# Snapper Dog At Work



## EDDIE BUCK (Jul 17, 2005)




----------



## braggscowboy (Jan 6, 2004)

Don't let rock see that turtle.


----------



## big rockpile (Feb 24, 2003)

braggscowboy said:


> Don't let rock see that turtle.


Too Late! :whistlin: :heh: Dinner.

big rockpile


----------



## mothernature (Aug 22, 2010)

AHHHHHHH, that brings back childhood memories of snappin' turtle soup parties with the neighbors!


----------



## Micheal (Jan 28, 2009)

That turtle wouldn't have been laying eggs, would she/it???????
As for eating - ahhh I'll pass - always seemed like way to much work for what you got.


----------



## big rockpile (Feb 24, 2003)

Micheal said:


> That turtle wouldn't have been laying eggs, would she/it???????
> As for eating - ahhh I'll pass - always seemed like way to much work for what you got.

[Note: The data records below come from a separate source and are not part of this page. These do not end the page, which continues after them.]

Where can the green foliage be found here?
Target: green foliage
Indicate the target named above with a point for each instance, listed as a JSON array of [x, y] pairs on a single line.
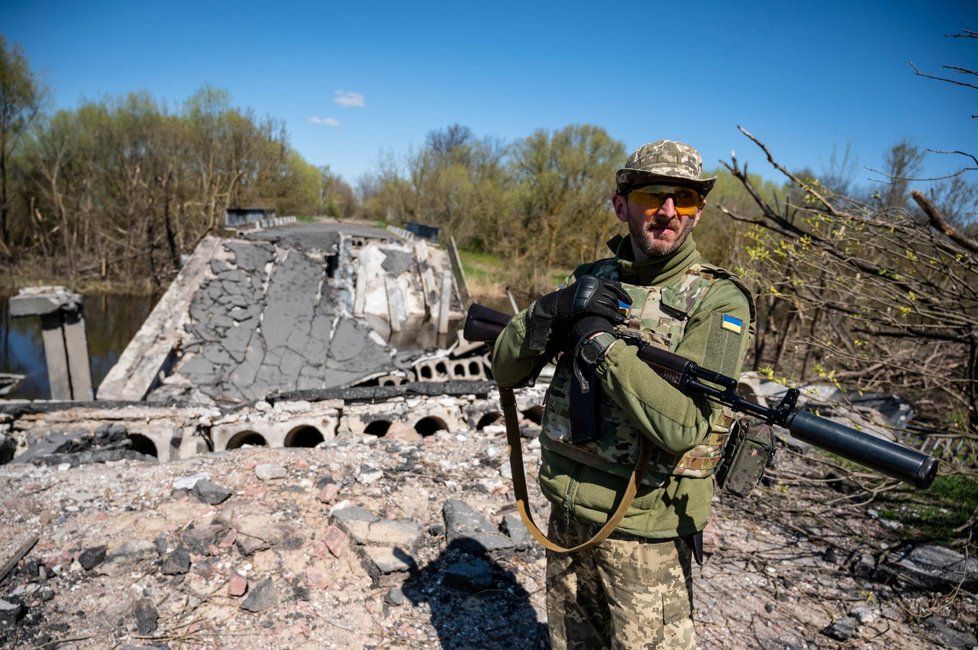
[[122, 187], [940, 513], [21, 96], [722, 240]]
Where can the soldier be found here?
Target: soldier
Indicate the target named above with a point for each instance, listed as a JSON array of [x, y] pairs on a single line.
[[604, 406]]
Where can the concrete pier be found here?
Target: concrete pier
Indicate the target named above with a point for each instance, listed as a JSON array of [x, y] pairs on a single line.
[[63, 334]]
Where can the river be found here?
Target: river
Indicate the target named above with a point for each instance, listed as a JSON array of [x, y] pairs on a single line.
[[111, 320]]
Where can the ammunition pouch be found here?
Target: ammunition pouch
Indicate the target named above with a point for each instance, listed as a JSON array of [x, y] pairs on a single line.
[[749, 450]]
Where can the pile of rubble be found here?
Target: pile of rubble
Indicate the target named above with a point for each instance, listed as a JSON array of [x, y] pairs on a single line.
[[408, 541]]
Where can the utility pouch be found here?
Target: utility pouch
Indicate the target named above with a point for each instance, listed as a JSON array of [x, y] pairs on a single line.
[[748, 452]]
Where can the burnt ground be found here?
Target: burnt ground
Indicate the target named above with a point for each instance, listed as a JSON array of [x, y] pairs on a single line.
[[265, 553]]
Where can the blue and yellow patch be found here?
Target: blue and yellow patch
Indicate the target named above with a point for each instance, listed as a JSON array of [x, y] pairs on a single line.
[[732, 324]]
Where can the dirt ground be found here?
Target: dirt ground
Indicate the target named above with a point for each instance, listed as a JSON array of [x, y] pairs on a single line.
[[128, 557]]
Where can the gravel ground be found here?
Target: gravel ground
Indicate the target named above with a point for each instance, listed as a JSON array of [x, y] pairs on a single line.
[[127, 557]]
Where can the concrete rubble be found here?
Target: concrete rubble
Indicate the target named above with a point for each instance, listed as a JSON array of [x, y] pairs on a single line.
[[284, 338], [374, 542], [296, 452]]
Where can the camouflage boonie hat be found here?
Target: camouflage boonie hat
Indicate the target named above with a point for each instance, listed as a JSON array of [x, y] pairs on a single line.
[[664, 160]]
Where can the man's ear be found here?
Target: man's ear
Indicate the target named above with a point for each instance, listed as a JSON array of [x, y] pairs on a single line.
[[621, 207]]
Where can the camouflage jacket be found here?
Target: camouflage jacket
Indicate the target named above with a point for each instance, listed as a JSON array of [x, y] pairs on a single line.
[[586, 479]]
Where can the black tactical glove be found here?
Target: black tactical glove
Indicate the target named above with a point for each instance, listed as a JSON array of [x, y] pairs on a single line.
[[583, 329], [557, 310]]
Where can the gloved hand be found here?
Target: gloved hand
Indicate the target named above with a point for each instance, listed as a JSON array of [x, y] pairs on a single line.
[[584, 328], [587, 296]]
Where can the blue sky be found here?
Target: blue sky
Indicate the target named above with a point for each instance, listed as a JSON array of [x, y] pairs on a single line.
[[354, 81]]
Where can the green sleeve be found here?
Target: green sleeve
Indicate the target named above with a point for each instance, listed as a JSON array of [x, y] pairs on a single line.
[[671, 419], [512, 362]]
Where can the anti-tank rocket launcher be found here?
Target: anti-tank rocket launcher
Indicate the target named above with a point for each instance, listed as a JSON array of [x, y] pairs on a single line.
[[884, 456]]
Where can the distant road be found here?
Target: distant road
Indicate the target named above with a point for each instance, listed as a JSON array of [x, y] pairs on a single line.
[[317, 235]]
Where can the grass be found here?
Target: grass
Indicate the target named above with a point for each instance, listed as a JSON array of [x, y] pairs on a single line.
[[944, 512]]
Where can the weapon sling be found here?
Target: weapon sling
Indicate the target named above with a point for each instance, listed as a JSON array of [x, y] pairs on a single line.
[[507, 400]]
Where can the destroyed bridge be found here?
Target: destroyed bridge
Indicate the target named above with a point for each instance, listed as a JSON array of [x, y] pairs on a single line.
[[285, 337]]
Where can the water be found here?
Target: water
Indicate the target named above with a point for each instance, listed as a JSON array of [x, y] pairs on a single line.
[[111, 320]]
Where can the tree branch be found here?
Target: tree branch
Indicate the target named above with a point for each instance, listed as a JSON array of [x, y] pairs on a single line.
[[950, 81], [938, 221]]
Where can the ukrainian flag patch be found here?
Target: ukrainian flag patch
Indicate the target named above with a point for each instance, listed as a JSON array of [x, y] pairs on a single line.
[[732, 324]]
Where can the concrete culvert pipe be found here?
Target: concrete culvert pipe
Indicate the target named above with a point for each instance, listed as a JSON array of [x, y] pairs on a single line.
[[534, 414], [487, 419], [247, 438], [377, 428], [304, 436], [143, 445], [430, 425]]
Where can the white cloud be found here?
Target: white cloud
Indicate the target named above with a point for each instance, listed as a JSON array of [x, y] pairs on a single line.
[[348, 99], [325, 121]]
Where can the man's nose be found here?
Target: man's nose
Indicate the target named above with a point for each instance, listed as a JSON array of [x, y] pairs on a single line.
[[668, 207]]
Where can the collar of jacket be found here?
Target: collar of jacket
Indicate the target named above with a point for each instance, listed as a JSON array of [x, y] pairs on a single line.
[[655, 271]]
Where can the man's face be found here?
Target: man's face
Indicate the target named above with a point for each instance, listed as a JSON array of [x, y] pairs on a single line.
[[655, 224]]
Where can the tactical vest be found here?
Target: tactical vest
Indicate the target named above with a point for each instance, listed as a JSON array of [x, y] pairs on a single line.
[[660, 316]]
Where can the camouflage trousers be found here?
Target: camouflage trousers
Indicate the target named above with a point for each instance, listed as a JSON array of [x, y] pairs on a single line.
[[625, 593]]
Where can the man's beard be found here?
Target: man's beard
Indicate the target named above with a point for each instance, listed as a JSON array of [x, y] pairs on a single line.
[[656, 247]]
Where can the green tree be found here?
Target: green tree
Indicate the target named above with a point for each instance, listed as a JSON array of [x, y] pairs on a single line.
[[562, 213], [21, 96]]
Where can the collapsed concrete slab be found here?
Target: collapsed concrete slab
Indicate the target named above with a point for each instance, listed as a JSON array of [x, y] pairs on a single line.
[[289, 338]]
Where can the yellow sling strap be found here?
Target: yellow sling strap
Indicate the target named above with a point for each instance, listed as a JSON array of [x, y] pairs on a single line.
[[507, 399]]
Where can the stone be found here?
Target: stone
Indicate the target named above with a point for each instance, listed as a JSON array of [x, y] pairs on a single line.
[[92, 557], [932, 567], [188, 482], [335, 540], [268, 471], [354, 521], [842, 629], [176, 563], [402, 533], [386, 566], [11, 611], [328, 493], [473, 574], [468, 530], [200, 538], [317, 578], [395, 596], [237, 585], [210, 493], [952, 637], [262, 597], [514, 527], [146, 616]]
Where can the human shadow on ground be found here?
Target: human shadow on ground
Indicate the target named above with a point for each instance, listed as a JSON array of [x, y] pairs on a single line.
[[475, 603]]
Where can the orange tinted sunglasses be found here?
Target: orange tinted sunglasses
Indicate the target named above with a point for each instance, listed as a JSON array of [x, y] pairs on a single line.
[[686, 200]]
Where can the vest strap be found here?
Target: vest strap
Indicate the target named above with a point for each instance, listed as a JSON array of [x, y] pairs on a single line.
[[507, 400]]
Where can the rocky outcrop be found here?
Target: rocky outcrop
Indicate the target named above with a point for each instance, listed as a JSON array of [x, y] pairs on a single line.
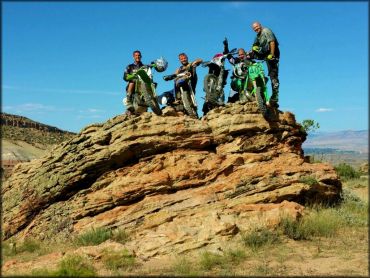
[[23, 122], [173, 182]]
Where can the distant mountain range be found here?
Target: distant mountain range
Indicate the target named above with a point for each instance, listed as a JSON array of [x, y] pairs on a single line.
[[23, 139], [346, 140]]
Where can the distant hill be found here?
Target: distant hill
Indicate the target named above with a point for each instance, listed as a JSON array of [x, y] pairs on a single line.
[[23, 139], [346, 140]]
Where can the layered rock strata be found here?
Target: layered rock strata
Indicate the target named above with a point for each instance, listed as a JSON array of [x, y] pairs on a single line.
[[172, 182]]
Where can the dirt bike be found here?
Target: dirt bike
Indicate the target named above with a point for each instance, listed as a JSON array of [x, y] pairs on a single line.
[[145, 95], [215, 81], [249, 83], [182, 97]]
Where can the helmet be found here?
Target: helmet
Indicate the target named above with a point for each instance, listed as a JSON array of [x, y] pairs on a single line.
[[161, 64]]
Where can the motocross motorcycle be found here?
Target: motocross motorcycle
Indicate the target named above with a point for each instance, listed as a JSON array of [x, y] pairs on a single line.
[[249, 83], [182, 97], [215, 81], [145, 95]]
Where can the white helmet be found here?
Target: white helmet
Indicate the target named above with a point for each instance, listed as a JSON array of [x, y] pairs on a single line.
[[161, 64]]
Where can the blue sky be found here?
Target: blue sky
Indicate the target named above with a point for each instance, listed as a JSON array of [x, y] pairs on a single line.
[[62, 62]]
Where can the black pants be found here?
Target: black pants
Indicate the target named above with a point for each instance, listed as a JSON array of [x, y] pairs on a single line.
[[273, 72]]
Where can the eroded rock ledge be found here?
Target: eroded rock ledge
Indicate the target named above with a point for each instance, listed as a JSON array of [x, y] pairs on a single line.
[[173, 182]]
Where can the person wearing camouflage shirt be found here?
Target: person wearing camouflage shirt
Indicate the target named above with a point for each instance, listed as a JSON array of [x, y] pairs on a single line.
[[266, 47], [130, 77]]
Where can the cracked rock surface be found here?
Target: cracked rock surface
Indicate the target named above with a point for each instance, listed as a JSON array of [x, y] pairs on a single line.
[[174, 183]]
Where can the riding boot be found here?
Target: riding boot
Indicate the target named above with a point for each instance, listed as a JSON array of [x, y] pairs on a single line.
[[275, 93], [129, 105]]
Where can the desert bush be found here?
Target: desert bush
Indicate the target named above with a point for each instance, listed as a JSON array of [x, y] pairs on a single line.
[[12, 248], [362, 182], [183, 266], [320, 222], [74, 266], [120, 235], [346, 172], [93, 237], [116, 260], [210, 260], [310, 180], [353, 211], [260, 237]]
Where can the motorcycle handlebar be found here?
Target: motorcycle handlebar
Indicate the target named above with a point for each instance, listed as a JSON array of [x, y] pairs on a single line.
[[169, 77]]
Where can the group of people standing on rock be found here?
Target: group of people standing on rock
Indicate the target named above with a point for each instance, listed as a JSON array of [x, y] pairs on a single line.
[[265, 47]]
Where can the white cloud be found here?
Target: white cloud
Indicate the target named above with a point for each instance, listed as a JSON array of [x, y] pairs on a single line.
[[322, 110]]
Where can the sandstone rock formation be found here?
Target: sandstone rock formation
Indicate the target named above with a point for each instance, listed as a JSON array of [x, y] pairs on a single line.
[[172, 182]]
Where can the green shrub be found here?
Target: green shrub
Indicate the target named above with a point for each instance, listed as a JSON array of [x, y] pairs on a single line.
[[29, 245], [42, 272], [114, 260], [353, 211], [75, 266], [120, 235], [260, 237], [183, 267], [235, 256], [346, 172], [209, 260], [93, 237], [308, 180], [12, 248], [320, 222]]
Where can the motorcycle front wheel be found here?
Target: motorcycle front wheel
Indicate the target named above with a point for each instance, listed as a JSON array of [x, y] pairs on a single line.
[[188, 103], [210, 83], [261, 101], [152, 102]]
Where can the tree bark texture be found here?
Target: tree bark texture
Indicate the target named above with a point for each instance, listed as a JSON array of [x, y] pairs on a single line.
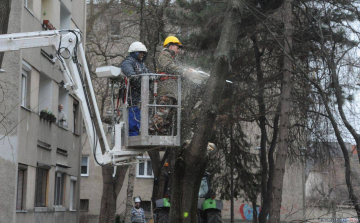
[[159, 175], [5, 6], [281, 154], [189, 161]]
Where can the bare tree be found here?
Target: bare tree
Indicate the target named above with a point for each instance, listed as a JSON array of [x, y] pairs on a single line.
[[189, 160]]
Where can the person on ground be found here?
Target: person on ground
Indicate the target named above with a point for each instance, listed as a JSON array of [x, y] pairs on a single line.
[[137, 213]]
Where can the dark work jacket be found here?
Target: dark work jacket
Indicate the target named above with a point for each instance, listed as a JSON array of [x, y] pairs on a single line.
[[131, 66]]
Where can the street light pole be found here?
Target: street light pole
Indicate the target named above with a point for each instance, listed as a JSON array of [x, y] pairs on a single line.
[[232, 173]]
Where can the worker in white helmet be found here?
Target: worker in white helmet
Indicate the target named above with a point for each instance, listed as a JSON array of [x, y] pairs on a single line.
[[137, 213], [134, 65]]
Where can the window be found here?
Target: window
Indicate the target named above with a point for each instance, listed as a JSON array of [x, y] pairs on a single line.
[[25, 85], [146, 205], [23, 88], [28, 4], [59, 188], [115, 28], [75, 117], [84, 204], [45, 92], [72, 195], [85, 166], [21, 190], [41, 187], [145, 169], [63, 107]]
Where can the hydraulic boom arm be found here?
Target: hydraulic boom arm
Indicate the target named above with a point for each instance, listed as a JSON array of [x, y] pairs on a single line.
[[70, 41]]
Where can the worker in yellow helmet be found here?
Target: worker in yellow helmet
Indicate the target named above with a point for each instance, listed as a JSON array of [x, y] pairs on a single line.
[[167, 86], [166, 60]]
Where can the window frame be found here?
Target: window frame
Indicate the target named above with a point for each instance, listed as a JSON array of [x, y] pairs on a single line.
[[87, 205], [61, 197], [87, 169], [23, 189], [24, 88], [36, 186], [146, 160], [76, 117], [72, 203]]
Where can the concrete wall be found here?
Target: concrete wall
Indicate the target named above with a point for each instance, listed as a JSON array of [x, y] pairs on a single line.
[[22, 128], [9, 110], [91, 188]]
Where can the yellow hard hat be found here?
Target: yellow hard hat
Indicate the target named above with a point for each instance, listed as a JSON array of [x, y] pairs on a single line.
[[172, 39]]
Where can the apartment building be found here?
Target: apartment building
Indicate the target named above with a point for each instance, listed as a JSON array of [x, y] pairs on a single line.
[[92, 187], [40, 156]]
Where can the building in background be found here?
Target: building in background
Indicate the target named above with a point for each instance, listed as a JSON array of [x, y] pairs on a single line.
[[40, 158]]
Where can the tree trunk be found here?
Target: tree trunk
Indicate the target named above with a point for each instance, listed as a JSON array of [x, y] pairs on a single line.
[[130, 193], [5, 6], [254, 211], [190, 159], [281, 154], [159, 175]]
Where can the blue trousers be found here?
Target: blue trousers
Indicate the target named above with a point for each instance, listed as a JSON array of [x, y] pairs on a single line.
[[134, 121]]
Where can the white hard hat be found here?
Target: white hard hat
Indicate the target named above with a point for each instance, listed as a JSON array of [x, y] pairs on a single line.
[[137, 47]]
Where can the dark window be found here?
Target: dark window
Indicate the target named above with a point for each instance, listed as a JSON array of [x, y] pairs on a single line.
[[85, 166], [145, 169], [76, 117], [149, 168], [146, 205], [115, 28], [84, 204], [141, 169], [59, 188], [41, 187], [21, 186]]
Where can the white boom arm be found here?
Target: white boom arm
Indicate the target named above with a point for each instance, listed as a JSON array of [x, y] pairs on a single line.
[[71, 40]]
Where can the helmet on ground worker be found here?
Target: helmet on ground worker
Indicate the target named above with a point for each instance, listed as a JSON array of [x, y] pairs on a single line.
[[137, 47], [137, 200], [172, 40]]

Looks like that's what she was doing.So she is done "COOT" HER!

big rockpile


----------



## EDDIE BUCK (Jul 17, 2005)

Yea,they are coming out of the swamp to lay their eggs on high ground.


----------



## Danaus29 (Sep 12, 2005)

big rockpile said:


> Looks like that's what she was doing.So she is done "COOT" HER!
> 
> big rockpile


So when's dinner????


----------